Friday, January 20, 2012

Ladies Don't Do That

I am one of those rare people. The type that believes that ladies do not sweat, burp, fart or make any bodily functions that would bring tears to your eyes. I was taught by my nana that ladies to not whistle, spit, or curse. I try very hard to maintain a ladylike demeanor. And heaven forbid I did let a bodily function happen, I'd deny it til I was blue in the face.
Now, that said, allow me to tell you a story.
It was a typical evening. Dinner picked up on the way home from work. One of the roommates in the living. The loving couple in the bedroom talking about their day. Nothing at all out of the ordinary. Mr. was laying on the bed, and in typical spoiled girl fashion, Miss. was sitting on his stomach. (Please note, they were both clothed, this is a G rated story after all) While talking and laughing about the daily stress, Mr. thought it would be funny to start tickling Miss. Amid shrieks of "PLEASE STOP!" and giggles that even the roommate could hear, it happened.
She couldn't stop it. She knew it was going to happen and there was nothing short of death that could put an end to it.
Miss. Farted!
Hoping to God, Buddha, Zeus, Allah and every other deity in the world that Mr. had missed it, Miss' eyes got wide and her face got red. The look on Mr.s' face said that he hadn't missed it. How could he when the vibrations were right on his stomach.
It took only seconds before Mr. went from shocked to crying with laughter. He was trying to run for the door to tell the roommate.
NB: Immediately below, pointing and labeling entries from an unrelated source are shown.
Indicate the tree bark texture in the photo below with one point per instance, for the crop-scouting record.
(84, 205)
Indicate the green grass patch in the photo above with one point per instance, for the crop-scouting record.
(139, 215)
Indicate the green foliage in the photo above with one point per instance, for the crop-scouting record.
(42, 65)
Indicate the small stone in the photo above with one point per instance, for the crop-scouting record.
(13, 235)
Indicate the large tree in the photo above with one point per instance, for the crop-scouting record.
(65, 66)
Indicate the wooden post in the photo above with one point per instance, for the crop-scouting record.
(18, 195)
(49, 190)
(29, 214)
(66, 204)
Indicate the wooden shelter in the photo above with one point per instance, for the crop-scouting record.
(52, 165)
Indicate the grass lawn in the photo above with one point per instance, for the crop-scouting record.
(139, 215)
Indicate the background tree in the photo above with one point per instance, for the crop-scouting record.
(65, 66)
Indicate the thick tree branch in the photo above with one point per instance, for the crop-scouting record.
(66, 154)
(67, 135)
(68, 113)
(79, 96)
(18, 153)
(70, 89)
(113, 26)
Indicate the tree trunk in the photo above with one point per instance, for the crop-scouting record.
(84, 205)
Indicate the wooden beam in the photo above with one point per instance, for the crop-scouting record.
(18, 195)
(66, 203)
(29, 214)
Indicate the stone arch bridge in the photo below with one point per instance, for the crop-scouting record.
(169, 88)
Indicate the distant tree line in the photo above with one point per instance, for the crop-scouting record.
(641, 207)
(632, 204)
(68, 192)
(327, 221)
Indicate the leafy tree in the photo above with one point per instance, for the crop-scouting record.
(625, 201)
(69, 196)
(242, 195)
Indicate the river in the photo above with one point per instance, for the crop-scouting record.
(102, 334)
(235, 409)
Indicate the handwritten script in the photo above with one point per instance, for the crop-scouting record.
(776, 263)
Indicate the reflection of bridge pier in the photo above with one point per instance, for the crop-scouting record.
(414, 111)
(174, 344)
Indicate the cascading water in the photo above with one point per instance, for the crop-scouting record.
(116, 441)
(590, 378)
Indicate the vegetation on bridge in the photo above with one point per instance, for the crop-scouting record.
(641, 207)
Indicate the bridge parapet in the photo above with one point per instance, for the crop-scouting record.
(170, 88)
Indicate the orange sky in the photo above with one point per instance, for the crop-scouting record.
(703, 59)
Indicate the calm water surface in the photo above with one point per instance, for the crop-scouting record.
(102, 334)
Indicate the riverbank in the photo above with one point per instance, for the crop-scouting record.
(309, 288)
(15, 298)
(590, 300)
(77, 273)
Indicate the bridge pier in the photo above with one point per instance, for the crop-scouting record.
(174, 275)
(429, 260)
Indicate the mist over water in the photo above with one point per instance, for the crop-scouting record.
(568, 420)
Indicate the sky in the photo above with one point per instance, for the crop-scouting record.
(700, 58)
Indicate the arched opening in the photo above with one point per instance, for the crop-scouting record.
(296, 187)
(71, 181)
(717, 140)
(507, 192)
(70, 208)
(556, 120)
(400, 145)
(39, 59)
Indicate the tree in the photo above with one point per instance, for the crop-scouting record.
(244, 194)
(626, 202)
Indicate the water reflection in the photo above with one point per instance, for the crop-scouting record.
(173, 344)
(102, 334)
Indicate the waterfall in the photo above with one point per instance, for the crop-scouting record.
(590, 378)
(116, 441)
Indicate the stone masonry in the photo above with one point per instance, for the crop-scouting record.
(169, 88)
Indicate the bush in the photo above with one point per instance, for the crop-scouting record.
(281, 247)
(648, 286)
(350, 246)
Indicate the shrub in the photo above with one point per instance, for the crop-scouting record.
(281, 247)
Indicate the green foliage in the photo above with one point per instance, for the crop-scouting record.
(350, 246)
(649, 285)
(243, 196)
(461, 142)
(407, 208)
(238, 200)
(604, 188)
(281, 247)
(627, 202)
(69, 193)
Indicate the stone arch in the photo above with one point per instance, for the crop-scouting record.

He had proof now, that Miss., ladylike little Miss., was in fact human!
It was only because of the tears coming from Miss. (embarrassment, fear, sadness) that kept Mr. from telling the whole world. And while they, of course, were able to move past the little indiscretion, Mr. never let Miss. forget what happened when she would try and be her prissy self.
The end!
Now please note, this is just a fiction story. I mean, it couldn't possibly be about me.   After all, a lady like me never passes gas!

Thursday, January 12, 2012

Trojan War

So I figured I'd start off my blogging here with a bang.  Pun intended.  I warned you I had wonderful dating stories to share! 
I need to go back a bit. Back to the fall of 2007. I was blissfully in love with a wonderful Marine. We were going on 6 months of dating and were adjusting to the long distance thing that happened midway through the relationship.  He was in town for a meer 36 hours, half of which I was going to be working. We were determined to make the most of our short visit and clothes were flying off before the door was firmly closed and locked.
After the all the "Dear God" and "Oh baby's" were over we were laying there is a bit of a sweaty mess when Marine J got the most horror stricken look on his face. A million thoughts ran though my head. Did he see the extra stomach roll I couldn't hide? Was it not good for him? What could make this man, who was so excited to see me only a few shorts hours ago, have this look on his face.
Then he finally spoke...
"Uh oh."
Uh oh? UH OH!? These are not good words. In fact, after hot, sweaty, toe-curling sex, uh oh was the last thing I wanted to hear. Fear sank in as I realized that the only thing that could make this tough man say uh oh was a birth control malfunction. In my head, worst case scenario was a broken condom and that was enough to jack my heart rate through the roof.
Good news....I was wrong, the condom didn't break.
Bad news....the condom came off and was inside of me. INSIDE ME!
That's about when all rational thought flew out of my head and I could no longer remember my name, his name, or where I was if you had asked me. All I knew what there was something in me that definitely wasn't supposed to be.
Thank goodness for a calm, level headed boyfriend. Marine J was amazing. He calmed me down, helped correct the situation and was even wonderful enough to get the shower running for me.
To this day I'm still terrified of another "incident".  Though maybe I'd handle it with a little less panic.  Nah, who am I kidding.  I'd still freak out!